The Chinese used to have a lofty term for teachers, "gardener", implying that teachers should care for each student as a gardener nurtures each plant with its own defining characteristics.
Some plants are strong and staunch, some are weak and elegant, but each shines to the delight of its owner's eyes. But in reality, what does education do?
Although educators and philosophers of education have repeatedly professed the belief that each individual student is unique, our education actually functions on an "industrial logic", calling students "products", training them as a skilled worker for an assembly line.
The problem lies in the science of education that attempts to generate "laws" governing the secret to success in, and through, education.

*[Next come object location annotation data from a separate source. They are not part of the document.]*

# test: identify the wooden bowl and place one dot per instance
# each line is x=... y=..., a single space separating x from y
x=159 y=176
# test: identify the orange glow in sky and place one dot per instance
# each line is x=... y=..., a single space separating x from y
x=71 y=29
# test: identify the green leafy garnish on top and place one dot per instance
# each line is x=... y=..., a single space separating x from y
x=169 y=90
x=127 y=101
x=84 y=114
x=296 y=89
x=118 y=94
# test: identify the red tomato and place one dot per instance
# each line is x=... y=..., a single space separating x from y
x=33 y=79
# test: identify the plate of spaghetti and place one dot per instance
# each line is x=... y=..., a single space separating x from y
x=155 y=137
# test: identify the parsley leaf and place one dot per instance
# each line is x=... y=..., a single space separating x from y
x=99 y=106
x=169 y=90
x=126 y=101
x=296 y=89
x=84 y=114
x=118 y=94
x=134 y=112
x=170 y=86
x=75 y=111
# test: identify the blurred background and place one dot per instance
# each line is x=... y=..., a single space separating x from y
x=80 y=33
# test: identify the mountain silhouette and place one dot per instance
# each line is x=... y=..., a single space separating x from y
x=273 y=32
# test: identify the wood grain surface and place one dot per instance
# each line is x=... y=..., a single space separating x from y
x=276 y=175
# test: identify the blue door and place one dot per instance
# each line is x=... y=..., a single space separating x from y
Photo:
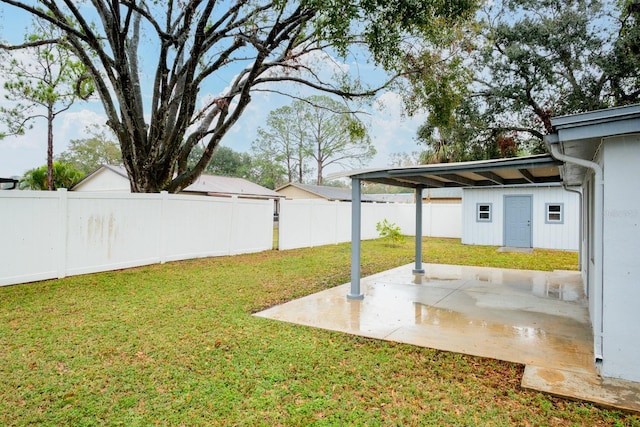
x=517 y=221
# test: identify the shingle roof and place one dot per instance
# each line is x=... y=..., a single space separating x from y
x=226 y=185
x=329 y=193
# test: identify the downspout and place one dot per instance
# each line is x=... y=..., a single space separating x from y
x=356 y=199
x=598 y=200
x=578 y=191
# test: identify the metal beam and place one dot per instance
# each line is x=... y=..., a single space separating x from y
x=423 y=180
x=356 y=200
x=458 y=179
x=497 y=179
x=418 y=260
x=527 y=175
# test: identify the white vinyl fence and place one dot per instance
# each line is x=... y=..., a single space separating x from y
x=46 y=235
x=306 y=223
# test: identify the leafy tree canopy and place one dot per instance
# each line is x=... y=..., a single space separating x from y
x=43 y=84
x=64 y=176
x=534 y=60
x=157 y=65
x=88 y=154
x=313 y=133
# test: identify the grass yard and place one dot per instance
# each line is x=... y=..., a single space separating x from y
x=176 y=344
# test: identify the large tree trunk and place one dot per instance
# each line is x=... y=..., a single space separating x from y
x=50 y=118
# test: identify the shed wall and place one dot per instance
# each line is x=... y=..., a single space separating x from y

Statistics seem persuasive and convincing, yet the actual paths to individual cultivation and societal success vary from case to case. Just think, of all the exceptional young talents selected to enter college ahead of school before the age of 16 through a fast track, how many of them have amounted to true "successes" who have made valuable inputs into science and technology? Of those Chinese students who went abroad to study at the Ivy League schools at college age, how many have emerged after more than a decade as truly accomplished gentlemen or ladies?
And the distressing fact is that numerous parents and their schoolchildren are trying to follow suit by treading this "success path" glamorized by a media limelight which claims a magic route to success if their children simply follow a certain "formula" of education.

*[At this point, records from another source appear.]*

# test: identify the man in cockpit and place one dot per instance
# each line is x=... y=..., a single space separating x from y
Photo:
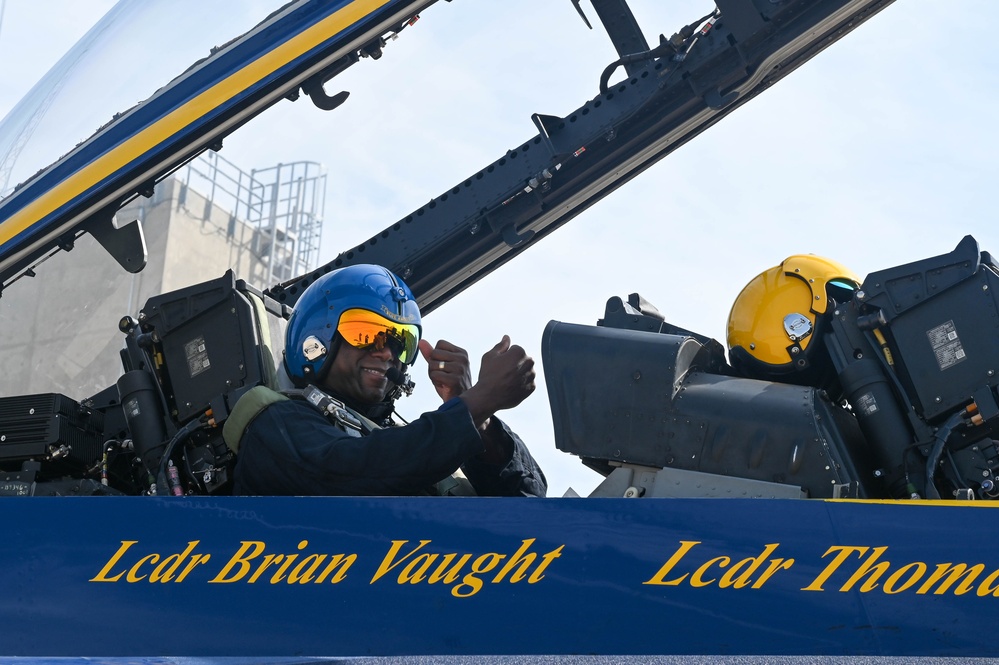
x=352 y=335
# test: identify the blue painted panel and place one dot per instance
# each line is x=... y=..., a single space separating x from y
x=253 y=576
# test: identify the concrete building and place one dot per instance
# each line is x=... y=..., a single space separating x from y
x=59 y=329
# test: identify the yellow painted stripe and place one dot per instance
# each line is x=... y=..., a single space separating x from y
x=183 y=116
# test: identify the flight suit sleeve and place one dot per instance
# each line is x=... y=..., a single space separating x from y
x=291 y=449
x=519 y=476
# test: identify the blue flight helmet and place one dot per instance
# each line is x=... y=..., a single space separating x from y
x=368 y=304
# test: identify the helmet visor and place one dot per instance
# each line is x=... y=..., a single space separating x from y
x=363 y=329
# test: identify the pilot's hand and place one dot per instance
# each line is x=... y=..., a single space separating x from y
x=447 y=367
x=506 y=378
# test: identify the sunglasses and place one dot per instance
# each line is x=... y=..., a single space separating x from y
x=363 y=329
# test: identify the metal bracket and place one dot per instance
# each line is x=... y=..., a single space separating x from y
x=127 y=243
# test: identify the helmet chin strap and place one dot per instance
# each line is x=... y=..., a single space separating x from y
x=403 y=384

Empirical cases of success do not indicate what amount of formal education is necessary for a person to be an effective social climber or, better yet, an accomplished scholar, entrepreneur, or statesman.
Then there comes the measure for successful education. If we commit ourselves to the belief that a rose-like student is to be tended differently from a lily-like student, we would not have vehemently adhered to inflexible "standards" in education that "trim" each student into identical "models".

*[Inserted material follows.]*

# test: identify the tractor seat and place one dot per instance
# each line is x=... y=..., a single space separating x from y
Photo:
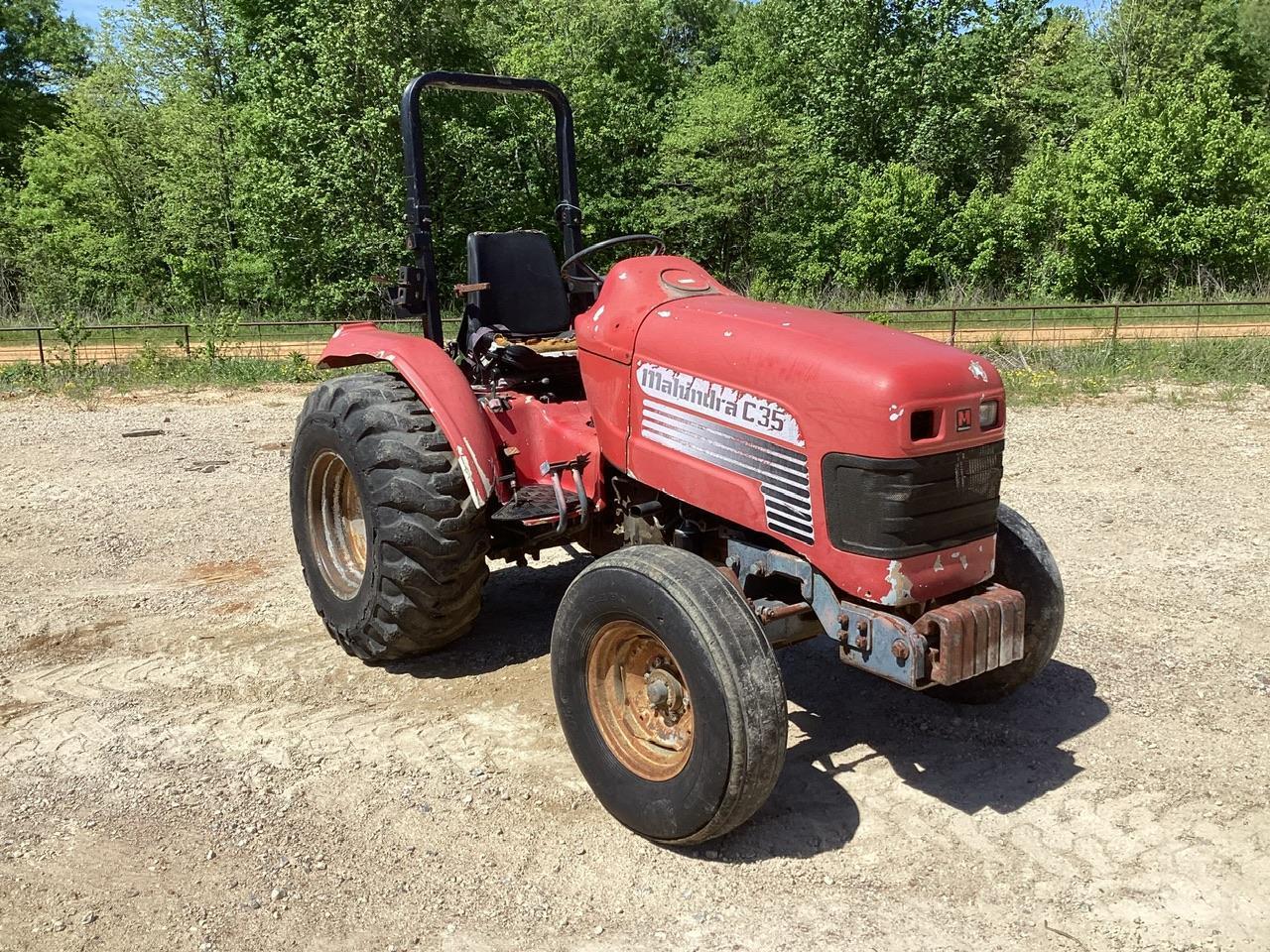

Indeed, setting exemplary "models" for educators or students is another problem. We always wonder and marvel at the astonishing fact that so many unique and creative children become so many identical and boring adults. Such a phenomenon can be partially ascribed to the "model teachers" and "model students" who serve as exemplars for all others to emulate.
While such policies and practice is well-intended, they run contrary to the sound logic of education, which should aim at letting each student become the best of him/herself, different from, but equal, to others.
The problems in "standards" and "models" lead us to the next question about education, and that is how knowledge should be acquired so that it can be applied and advanced.
All the way up to college entrance exams, students are required to sit for exams that trick them into figuring out the "right answer" to every question, even in subjects such as literature and history. Even my college students often panic when they feel that they failed to "guess" what might be the "right answer" in the teacher's mind.
In such cases, what the students badly need is the assurance that they should personalize the knowledge they have learned and turn it from mere "head knowledge" into a kind of "heart knowledge", which incorporates their personal life experience in the emotional, physical and intellectual realms.
Too often I have to give a gentle reminder to my poor students who have been used to being spoon fed all the way through their education, "Stop trying to guess right. Don't even worry too much about how to do right. Just be right with yourself, with a sincere attitude in seeking the truth on your own, and then share your findings with others in your own words".
It is high time that educators re-examined themselves as "gardeners" rather than "engineers" of the human soul.
The best advice we can give to overly eager parents and students craving for worldly success is to "do the best, and leave the rest, and do not worry".